The original version of this battery, XPAL's Energizer XP18000, is still sold at a number of outlets for around the same price as the XP18000A. We've tested this earlier model extensively and it provides identical performance and looks nearly the same, except that the Energizer logo on its top surface is much larger. According to XPAL, the main difference between the old and new models is that XP18000A corrects a problem with iPad charging.
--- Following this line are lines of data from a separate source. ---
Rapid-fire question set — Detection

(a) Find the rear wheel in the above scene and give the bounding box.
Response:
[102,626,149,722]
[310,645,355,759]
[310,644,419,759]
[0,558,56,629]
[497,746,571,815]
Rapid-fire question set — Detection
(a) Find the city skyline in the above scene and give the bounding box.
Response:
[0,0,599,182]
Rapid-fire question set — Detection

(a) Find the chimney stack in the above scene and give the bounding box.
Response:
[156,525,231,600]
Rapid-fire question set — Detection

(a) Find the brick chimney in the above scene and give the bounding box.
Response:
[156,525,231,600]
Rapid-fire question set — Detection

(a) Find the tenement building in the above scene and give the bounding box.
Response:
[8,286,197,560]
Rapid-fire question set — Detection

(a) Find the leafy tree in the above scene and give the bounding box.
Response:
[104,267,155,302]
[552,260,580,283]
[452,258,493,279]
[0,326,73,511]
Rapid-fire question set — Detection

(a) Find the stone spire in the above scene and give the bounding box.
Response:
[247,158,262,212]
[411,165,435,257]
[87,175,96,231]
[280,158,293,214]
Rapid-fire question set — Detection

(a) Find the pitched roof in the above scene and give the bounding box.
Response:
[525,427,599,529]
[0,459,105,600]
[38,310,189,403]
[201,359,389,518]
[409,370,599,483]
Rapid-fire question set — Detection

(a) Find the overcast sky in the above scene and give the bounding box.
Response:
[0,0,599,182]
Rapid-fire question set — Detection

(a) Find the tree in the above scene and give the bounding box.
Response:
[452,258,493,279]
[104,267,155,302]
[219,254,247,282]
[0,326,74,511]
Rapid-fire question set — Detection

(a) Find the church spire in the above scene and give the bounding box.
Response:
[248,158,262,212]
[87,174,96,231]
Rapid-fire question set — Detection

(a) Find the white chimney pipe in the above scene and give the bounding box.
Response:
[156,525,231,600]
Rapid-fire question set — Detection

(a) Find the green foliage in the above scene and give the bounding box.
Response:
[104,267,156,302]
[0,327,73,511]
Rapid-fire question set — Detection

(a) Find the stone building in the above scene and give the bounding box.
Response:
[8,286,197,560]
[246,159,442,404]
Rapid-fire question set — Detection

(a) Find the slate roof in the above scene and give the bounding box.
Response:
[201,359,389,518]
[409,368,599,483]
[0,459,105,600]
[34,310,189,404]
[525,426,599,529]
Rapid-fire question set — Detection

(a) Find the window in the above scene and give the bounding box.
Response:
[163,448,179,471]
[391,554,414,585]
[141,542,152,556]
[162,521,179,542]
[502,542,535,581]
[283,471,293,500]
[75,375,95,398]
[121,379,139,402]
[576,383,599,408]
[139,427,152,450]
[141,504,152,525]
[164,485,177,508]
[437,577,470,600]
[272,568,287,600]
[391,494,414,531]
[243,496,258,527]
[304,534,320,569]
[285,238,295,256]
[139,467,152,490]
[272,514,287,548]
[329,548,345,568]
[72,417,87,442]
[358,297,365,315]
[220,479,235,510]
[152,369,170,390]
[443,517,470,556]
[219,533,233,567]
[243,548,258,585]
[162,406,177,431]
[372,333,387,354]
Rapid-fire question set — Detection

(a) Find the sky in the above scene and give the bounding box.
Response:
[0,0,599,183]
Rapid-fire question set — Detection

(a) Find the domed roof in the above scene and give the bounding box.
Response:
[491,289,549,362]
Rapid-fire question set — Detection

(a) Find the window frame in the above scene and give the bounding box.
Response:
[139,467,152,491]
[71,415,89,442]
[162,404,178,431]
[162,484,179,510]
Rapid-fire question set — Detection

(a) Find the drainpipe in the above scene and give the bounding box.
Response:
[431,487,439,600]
WIth the average ultraportable notebook lasting just over 6 hours on our battery test and many new models coming with sealed-in batteries, the Energizer XP18000A is a must-have accessory for users who require true all-day battery life. Having this much juice can even change your work habits, allowing you to sit on the other side of the coffee shop from the outlet or take your notebook outside, because you know you don't have to worry about charging.
Even if you don't spend a lot of time using your laptop far from power outlets, you'll still appreciate this battery's ability to power your notebook for hours or juice your phone or tablet for days during an outage. At $144.99, the XP18000A may not be the cheapest thing you buy for your laptop, but considering the endurance it offers, it's a bargain.